Valdosta Daily Times


July 7, 2014

A firefighter faces retirement

VALDOSTA — Being a reporter, I have spoken to John Wisenbaker several times around Valdosta, but June 30, was Wisenbaker’s last media outing as fire marshal for the Valdosta Fire Department because, a day later, he would be retired.

“I was the fire marshal for about seven to eight years, and the best part about it was interacting with the public and the other city officials,” Wisenbaker said.

Wisenbaker served the community for 41 years in the VFD, and it took him 33 years to work his way to the fire marshal position.

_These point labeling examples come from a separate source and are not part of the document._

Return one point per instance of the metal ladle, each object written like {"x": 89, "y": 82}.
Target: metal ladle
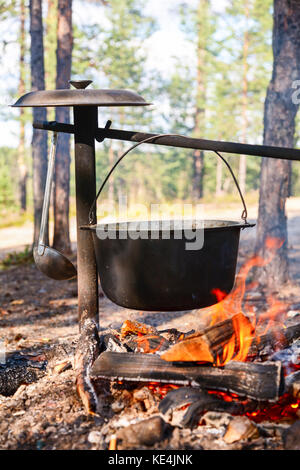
{"x": 48, "y": 260}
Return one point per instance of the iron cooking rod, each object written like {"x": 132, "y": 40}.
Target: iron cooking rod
{"x": 86, "y": 122}
{"x": 181, "y": 142}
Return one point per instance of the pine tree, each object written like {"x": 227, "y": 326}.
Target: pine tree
{"x": 61, "y": 239}
{"x": 279, "y": 129}
{"x": 39, "y": 138}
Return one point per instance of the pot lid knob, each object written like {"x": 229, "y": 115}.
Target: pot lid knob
{"x": 80, "y": 84}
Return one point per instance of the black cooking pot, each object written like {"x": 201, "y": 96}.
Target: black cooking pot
{"x": 161, "y": 274}
{"x": 165, "y": 273}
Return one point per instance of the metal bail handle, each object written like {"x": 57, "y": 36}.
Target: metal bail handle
{"x": 149, "y": 139}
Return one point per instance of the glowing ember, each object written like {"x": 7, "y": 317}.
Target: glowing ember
{"x": 238, "y": 346}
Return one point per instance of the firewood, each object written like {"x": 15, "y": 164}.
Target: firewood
{"x": 272, "y": 340}
{"x": 206, "y": 346}
{"x": 88, "y": 348}
{"x": 172, "y": 407}
{"x": 239, "y": 428}
{"x": 134, "y": 327}
{"x": 292, "y": 384}
{"x": 260, "y": 381}
{"x": 18, "y": 370}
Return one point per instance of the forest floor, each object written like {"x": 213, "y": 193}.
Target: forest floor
{"x": 38, "y": 319}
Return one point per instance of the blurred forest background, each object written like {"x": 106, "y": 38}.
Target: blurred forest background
{"x": 216, "y": 91}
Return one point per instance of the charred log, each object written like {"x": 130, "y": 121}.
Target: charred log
{"x": 18, "y": 370}
{"x": 274, "y": 340}
{"x": 88, "y": 348}
{"x": 208, "y": 345}
{"x": 260, "y": 381}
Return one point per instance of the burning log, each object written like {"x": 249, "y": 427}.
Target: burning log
{"x": 274, "y": 339}
{"x": 135, "y": 327}
{"x": 260, "y": 381}
{"x": 88, "y": 348}
{"x": 292, "y": 384}
{"x": 208, "y": 345}
{"x": 18, "y": 370}
{"x": 172, "y": 407}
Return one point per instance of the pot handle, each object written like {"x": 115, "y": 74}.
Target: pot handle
{"x": 92, "y": 216}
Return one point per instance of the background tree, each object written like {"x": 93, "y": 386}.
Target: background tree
{"x": 39, "y": 138}
{"x": 21, "y": 90}
{"x": 61, "y": 239}
{"x": 279, "y": 129}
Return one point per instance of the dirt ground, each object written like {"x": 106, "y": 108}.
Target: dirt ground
{"x": 38, "y": 319}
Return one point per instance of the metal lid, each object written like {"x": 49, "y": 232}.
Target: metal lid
{"x": 80, "y": 97}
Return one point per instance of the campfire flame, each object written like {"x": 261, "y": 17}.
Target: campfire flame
{"x": 245, "y": 325}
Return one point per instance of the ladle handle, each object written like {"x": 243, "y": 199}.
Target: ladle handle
{"x": 149, "y": 139}
{"x": 48, "y": 187}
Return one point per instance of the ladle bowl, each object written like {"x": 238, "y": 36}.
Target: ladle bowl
{"x": 54, "y": 264}
{"x": 49, "y": 261}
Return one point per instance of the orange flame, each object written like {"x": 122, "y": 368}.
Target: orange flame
{"x": 237, "y": 348}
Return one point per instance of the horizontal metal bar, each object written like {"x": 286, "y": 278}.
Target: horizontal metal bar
{"x": 54, "y": 126}
{"x": 181, "y": 142}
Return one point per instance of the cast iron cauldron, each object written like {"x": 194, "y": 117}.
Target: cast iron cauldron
{"x": 161, "y": 275}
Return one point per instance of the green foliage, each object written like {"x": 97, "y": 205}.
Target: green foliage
{"x": 114, "y": 55}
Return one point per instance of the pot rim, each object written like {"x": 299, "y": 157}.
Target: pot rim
{"x": 213, "y": 224}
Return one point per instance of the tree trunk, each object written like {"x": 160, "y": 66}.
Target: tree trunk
{"x": 198, "y": 156}
{"x": 39, "y": 138}
{"x": 279, "y": 129}
{"x": 219, "y": 175}
{"x": 61, "y": 239}
{"x": 111, "y": 159}
{"x": 243, "y": 158}
{"x": 21, "y": 148}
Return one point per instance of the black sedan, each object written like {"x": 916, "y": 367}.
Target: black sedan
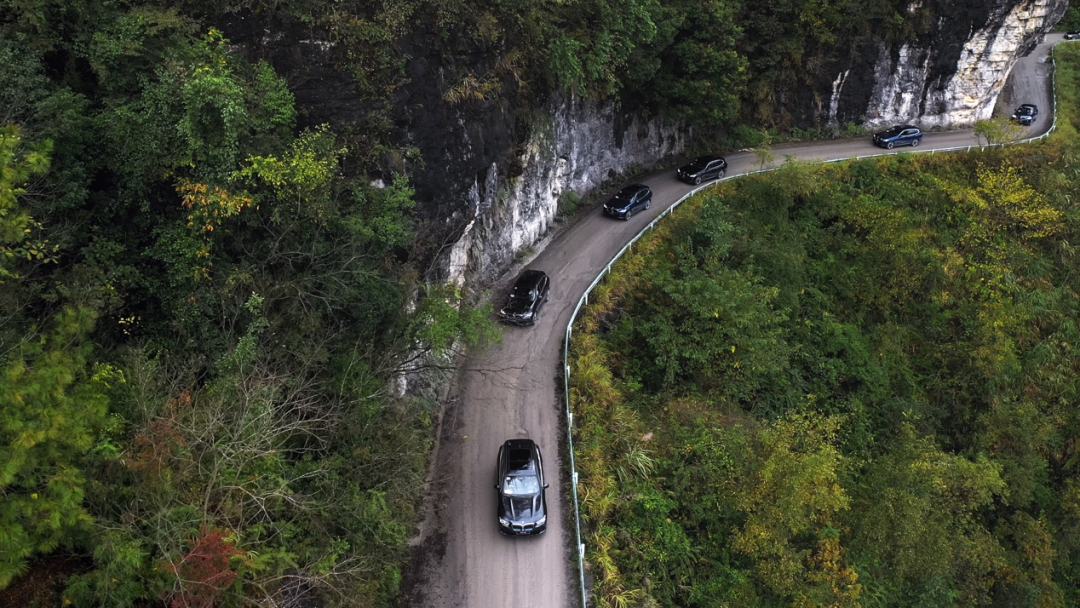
{"x": 900, "y": 135}
{"x": 703, "y": 167}
{"x": 523, "y": 504}
{"x": 1025, "y": 113}
{"x": 629, "y": 200}
{"x": 529, "y": 293}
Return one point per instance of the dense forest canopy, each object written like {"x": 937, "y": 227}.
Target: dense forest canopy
{"x": 844, "y": 384}
{"x": 199, "y": 314}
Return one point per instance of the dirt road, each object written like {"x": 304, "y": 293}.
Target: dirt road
{"x": 510, "y": 391}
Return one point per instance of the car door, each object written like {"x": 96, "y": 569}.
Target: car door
{"x": 543, "y": 287}
{"x": 539, "y": 467}
{"x": 643, "y": 198}
{"x": 500, "y": 465}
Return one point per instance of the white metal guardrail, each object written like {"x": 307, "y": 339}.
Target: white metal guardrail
{"x": 584, "y": 298}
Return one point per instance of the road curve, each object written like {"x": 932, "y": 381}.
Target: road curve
{"x": 509, "y": 390}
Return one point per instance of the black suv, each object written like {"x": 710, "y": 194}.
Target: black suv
{"x": 703, "y": 167}
{"x": 523, "y": 503}
{"x": 900, "y": 135}
{"x": 529, "y": 293}
{"x": 630, "y": 199}
{"x": 1025, "y": 113}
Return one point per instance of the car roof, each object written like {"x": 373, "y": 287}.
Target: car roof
{"x": 706, "y": 159}
{"x": 529, "y": 278}
{"x": 520, "y": 455}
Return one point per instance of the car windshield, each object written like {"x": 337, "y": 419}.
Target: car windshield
{"x": 698, "y": 164}
{"x": 522, "y": 293}
{"x": 521, "y": 485}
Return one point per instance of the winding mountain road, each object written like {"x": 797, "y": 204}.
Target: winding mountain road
{"x": 509, "y": 390}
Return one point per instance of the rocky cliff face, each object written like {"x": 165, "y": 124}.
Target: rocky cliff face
{"x": 952, "y": 76}
{"x": 580, "y": 146}
{"x": 488, "y": 179}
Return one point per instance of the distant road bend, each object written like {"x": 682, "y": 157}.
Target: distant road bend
{"x": 510, "y": 391}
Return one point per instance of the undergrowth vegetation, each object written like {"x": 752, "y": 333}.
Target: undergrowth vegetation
{"x": 844, "y": 384}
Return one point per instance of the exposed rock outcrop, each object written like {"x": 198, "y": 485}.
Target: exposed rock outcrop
{"x": 582, "y": 145}
{"x": 952, "y": 76}
{"x": 488, "y": 181}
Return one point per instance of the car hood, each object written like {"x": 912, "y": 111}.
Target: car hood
{"x": 516, "y": 306}
{"x": 522, "y": 509}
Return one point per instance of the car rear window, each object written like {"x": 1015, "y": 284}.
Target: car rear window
{"x": 521, "y": 485}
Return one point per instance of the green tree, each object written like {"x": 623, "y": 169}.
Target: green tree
{"x": 794, "y": 504}
{"x": 916, "y": 526}
{"x": 52, "y": 405}
{"x": 17, "y": 165}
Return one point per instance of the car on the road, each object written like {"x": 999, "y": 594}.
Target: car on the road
{"x": 1025, "y": 113}
{"x": 703, "y": 167}
{"x": 523, "y": 502}
{"x": 629, "y": 200}
{"x": 528, "y": 294}
{"x": 900, "y": 135}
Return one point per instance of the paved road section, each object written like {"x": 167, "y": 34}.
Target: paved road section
{"x": 509, "y": 390}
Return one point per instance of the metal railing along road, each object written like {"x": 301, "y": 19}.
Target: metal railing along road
{"x": 584, "y": 298}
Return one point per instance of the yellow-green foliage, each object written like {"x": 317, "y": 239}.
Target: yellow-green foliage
{"x": 896, "y": 433}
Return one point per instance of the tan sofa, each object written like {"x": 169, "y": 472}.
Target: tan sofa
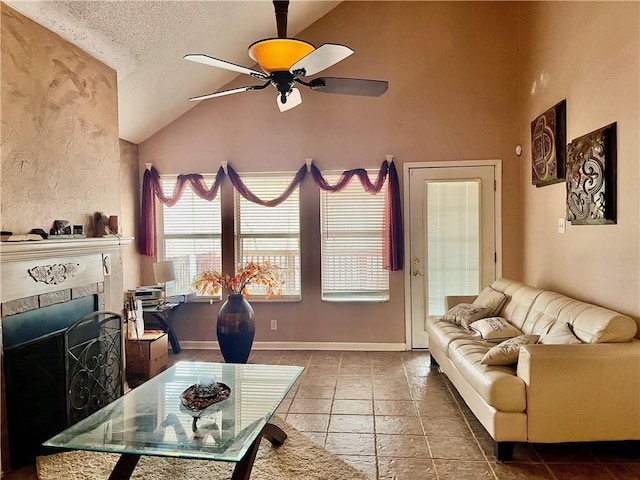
{"x": 555, "y": 393}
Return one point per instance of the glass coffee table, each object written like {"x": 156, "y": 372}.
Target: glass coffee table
{"x": 178, "y": 413}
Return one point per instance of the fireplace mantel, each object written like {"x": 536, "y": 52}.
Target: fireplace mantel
{"x": 30, "y": 250}
{"x": 91, "y": 260}
{"x": 80, "y": 267}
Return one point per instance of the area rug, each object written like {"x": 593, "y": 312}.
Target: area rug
{"x": 298, "y": 458}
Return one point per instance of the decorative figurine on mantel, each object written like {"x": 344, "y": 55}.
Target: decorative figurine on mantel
{"x": 62, "y": 229}
{"x": 101, "y": 226}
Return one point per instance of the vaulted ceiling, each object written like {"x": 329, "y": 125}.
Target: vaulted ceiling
{"x": 145, "y": 40}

“I started out at the fire department as a firefighter like everybody else, then I became a truck driver, then I became a company officer in charge of one of the trucks,” Wisenbaker said. “Everybody wants to rise anyway that they can. I was fortunate enough to become a battalion chief to be in charge of one of the shifts, and I had maybe a 10-year run at that. I view myself as a problem solver, and the chief at that time, Chief (J.D.) Rice said, ‘I want to put you in the fire marshal position because you have the people skills to head off a lot of arguments,’ so that’s how I got the position as fire marshal.”

One of the best benefits of being the fire marshal, Wisenbaker said, was that he got to interact with the community and community leaders.

“Because of that job, I know most of the city employees, and I am good friends with them, as well. As the battalion chief, I never got to meet those guys. So as fire marshal, I tried to introduce the firefighters to as many city leaders as I could,” Wisenbaker said. “The fire department is a whole city thing. I felt like I was a part of the city team.”

Continuing, Wisenbaker said, “I just like meeting people and getting to talk to them, so that was my reward.”

Reminiscing about past firefighting events, Wisenbaker recalled ones from 1973, 1978 or ‘79, a Goodyear fire, an apartment fire, and the recent Permafix fire.

“When I started here, back in 1973, one of our fire trucks was involved in an accident with a train. It destroyed the truck, and I had just started. I had been here for a month. That was pretty stunning,” Wisenbaker said. “Another fire that was stunning to me was a big fire at Valdosta High back in ‘78 or ‘79, and that was memorable. Then there was a large Goodyear fire, across from our old station. That was a terrible fire, and we weren’t very successful. I tell people that I was assigned to work the roof sector, and that sounds bad, but it was one foot off of the ground because it had collapsed.”

The first fire that Wisenbaker was called to as a company officer was an apartment fire where the VFD lost eight apartments because the fire went into the attic.

“We had an apartment fire and the outcome was not good. We lost eight apartments, and that was the first time that I was in charge of a truck,” Wisenbaker said. “I was devastated. It was a fire that we couldn’t get to, that got into the attic … There were eight apartments that were destroyed, all of them were lived in, and thankfully no one was injured.”

Wisenbaker spoke to his lieutenant in charge after that fire and said, “’What good are we? We can’t even save a building like that. I don’t think I am the kind of guy that needs to be put in charge of a truck like that.’ and he asked, ‘Why would you say something like that? Do you think that was your fault?’ and I said, ‘Absolutely. Most of what happened out there was my fault.’ And he asked, ‘Do you think that you were the only one who made a mistake out there?’ And I said, ‘Yeah. Yeah, I do.’”

His lieutenant listed all of the mistakes that he himself made, then he listed all of the mistakes that the chief made, then he told Wisenbaker, “I’m not going to ask them to take you off of that because I see something that I like in you. The rest of the guys are in there cutting up, and you’re in here deeply concerned about the department, and that our outcome wasn’t good.”

Taking his lieutenant’s advice to heart, Wisenbaker said, “What I’ve always done is I self-evaluate after every fire. I’ll evaluate it and try to figure out a better solution, or an improvement. I am my own worst critic.”

Wisenbaker’s most recent memorable fire was the 2013 Permafix fire in the industrial park. Although he was not involved in the firefighting, he was on the administrative side.

“I was up close to the guys going in, and I was proud to be a member of that group,” Wisenbaker said.

Now in retirement, I asked Wisenbaker, “What’s next?” And he said, “Actually, I’ve got no real plan, but I’m not the kind of person who is just going to sit there and do nothing … I always like to help people, so I imagine that I’ll gravitate toward something like that. Because it’s pretty rewarding when you help save these people’s belongings.”

He mentioned wanting to organize a group for current and retired Valdosta firefighters to get together and catch up.

“It seems that now we only get together at funerals and I want to change that,” Wisenbaker said.